While it is not unusual to feel that way, I caution my clients to take a step back, calm down, and come back with a counter offer. At some level, this buyer is interested in the house, so we need to find out why they offered a lower price.
Why Low Ball Offers Happen
There are a few reasons low ball offers are placed on homes by buyers. Often times their agent will let you know that this is all they are approved for, or question your sales price and ask what comps were used to support your asking price. Other times you will not know but can ask questions to help determine where the disconnect is coming from. The buyers may be from an area where sales prices are generally lower, they may be getting bad advice from family members that advise them to always offer a really low price first just to see if they can get it for a deal, other times it could be an investor looking for a home to flip.
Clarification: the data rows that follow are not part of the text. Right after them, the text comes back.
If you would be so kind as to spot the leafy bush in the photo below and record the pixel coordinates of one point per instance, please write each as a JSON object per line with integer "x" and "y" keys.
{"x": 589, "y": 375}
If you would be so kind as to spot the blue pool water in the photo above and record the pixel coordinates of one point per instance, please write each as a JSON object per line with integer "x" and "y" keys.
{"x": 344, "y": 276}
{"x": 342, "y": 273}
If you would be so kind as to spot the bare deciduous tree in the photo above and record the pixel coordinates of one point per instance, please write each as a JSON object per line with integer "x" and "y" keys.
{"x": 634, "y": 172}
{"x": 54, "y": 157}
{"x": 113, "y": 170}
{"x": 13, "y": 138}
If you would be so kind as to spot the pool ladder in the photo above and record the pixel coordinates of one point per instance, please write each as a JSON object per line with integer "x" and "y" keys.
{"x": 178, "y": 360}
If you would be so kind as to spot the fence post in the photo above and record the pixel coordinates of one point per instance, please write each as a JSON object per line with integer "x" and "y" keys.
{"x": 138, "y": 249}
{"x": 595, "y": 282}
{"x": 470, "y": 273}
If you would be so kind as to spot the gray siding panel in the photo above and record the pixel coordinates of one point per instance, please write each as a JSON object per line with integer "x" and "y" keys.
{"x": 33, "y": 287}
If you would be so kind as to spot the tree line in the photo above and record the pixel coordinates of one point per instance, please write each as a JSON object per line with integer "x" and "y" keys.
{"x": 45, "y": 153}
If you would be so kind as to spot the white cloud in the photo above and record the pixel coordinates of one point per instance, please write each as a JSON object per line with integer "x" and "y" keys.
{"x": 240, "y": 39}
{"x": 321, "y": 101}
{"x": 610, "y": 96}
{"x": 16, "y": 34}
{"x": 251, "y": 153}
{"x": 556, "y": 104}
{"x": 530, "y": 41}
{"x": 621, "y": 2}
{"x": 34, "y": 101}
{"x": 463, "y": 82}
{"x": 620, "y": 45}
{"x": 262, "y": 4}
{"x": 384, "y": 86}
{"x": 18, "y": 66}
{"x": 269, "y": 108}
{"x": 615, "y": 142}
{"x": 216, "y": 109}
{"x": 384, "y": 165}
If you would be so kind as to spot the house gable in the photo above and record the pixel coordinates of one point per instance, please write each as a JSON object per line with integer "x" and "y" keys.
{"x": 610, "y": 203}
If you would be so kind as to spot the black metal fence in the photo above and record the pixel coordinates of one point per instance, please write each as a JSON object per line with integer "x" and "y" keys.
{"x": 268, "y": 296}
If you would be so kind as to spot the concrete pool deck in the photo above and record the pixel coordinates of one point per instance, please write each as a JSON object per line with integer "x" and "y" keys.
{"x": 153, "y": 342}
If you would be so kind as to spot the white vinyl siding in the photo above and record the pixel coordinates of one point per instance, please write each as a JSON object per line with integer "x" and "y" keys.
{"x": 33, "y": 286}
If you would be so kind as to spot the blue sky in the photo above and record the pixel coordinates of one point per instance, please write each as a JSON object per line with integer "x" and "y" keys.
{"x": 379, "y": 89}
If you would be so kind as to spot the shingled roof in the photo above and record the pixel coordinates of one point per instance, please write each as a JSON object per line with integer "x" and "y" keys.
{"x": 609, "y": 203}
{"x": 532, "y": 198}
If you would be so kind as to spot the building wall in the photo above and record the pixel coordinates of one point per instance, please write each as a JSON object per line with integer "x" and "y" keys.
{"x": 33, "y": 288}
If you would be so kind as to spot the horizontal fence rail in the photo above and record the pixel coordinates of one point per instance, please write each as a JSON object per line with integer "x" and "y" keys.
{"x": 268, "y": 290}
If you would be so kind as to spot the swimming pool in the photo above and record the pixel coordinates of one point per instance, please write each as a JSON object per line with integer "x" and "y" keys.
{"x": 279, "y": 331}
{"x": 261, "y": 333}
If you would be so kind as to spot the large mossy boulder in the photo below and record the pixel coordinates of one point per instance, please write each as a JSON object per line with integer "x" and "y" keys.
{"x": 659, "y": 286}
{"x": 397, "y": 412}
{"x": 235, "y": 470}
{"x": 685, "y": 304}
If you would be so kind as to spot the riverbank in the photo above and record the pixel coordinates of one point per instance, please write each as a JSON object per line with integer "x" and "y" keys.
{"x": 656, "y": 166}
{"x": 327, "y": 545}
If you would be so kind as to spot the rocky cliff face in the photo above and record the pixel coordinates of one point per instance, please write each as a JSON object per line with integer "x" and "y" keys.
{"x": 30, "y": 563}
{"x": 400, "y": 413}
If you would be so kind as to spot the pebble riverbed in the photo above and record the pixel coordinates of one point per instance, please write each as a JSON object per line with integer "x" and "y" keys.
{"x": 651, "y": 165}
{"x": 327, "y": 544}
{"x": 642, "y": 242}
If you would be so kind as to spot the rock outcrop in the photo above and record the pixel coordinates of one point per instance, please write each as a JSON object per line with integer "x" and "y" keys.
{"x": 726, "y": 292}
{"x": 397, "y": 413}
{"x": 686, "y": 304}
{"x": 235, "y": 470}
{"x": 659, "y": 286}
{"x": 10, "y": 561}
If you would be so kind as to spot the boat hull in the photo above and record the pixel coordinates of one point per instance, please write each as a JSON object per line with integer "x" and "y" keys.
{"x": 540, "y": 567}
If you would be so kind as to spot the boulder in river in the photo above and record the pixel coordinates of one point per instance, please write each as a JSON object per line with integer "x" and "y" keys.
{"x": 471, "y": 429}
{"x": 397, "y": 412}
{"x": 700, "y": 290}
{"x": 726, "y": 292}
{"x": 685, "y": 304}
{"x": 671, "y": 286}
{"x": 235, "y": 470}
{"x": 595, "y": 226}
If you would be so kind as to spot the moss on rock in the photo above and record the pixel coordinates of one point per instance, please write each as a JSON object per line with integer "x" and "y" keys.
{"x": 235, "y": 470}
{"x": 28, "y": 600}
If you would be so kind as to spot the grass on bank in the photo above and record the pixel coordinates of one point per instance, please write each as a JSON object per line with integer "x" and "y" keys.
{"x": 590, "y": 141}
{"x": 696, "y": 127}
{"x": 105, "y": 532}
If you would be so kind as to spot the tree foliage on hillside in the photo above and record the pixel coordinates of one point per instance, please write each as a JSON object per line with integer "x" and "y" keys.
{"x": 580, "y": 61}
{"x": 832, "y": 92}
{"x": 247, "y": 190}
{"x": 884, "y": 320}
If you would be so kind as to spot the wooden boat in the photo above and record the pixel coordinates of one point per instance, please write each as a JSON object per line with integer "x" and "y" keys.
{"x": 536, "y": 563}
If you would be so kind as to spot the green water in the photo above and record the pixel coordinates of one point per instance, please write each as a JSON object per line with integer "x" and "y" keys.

Check Your Emotions and Your Comparables
Before you respond you need to make sure you have not overvalued your home based on your emotions. I have yet to meet a seller that doesn’t believe their home is the best home on the block. Honestly, we all love our homes, we have put our blood, sweat and tears into it and have amazing memories of our time there with family. Buyers do not have that, and will not count those memories as increased value. If your agent has already discussed a lower sales price with you and you wanted to start high to have room to negotiate, or you just believed they were wrong, now is the time to really look at what other homes in the area have sold for and make realistic comparisons to determine the true value of your home.
Terms of the Offer
The offer price is not the only thing you need to be worried about in a potential sale. Contracts can contain requests for inspections, repairs, closing cost help, extended closing dates, and other negotiating points. A lower sale price might be acceptable with a fast closing, cash sale with no inspections that could reveal problems. Working with your agent to determine which terms are best for you in the overall picture is important.
Make a Counteroffer
Anytime you receive an offer on your home you have three ways to respond. You can accept the offer as is, you can just say no, or you can make a counteroffer. I always advise my clients to make a counteroffer, no matter how infuriating the first offer was. This will show the buyer that you are not desperate, but you are willing to work with them and come to a mutually agreeable price. Just like many sellers want to start high to leave room for negotiations, many buyers want to start low for the same reason. If their agent is doing their job, they probably already expect that their low ball offer will not be accepted. If they are serious about the house you will get a response and if not, well at least you tried. Like most of life, the answer is always no if you don’t ask.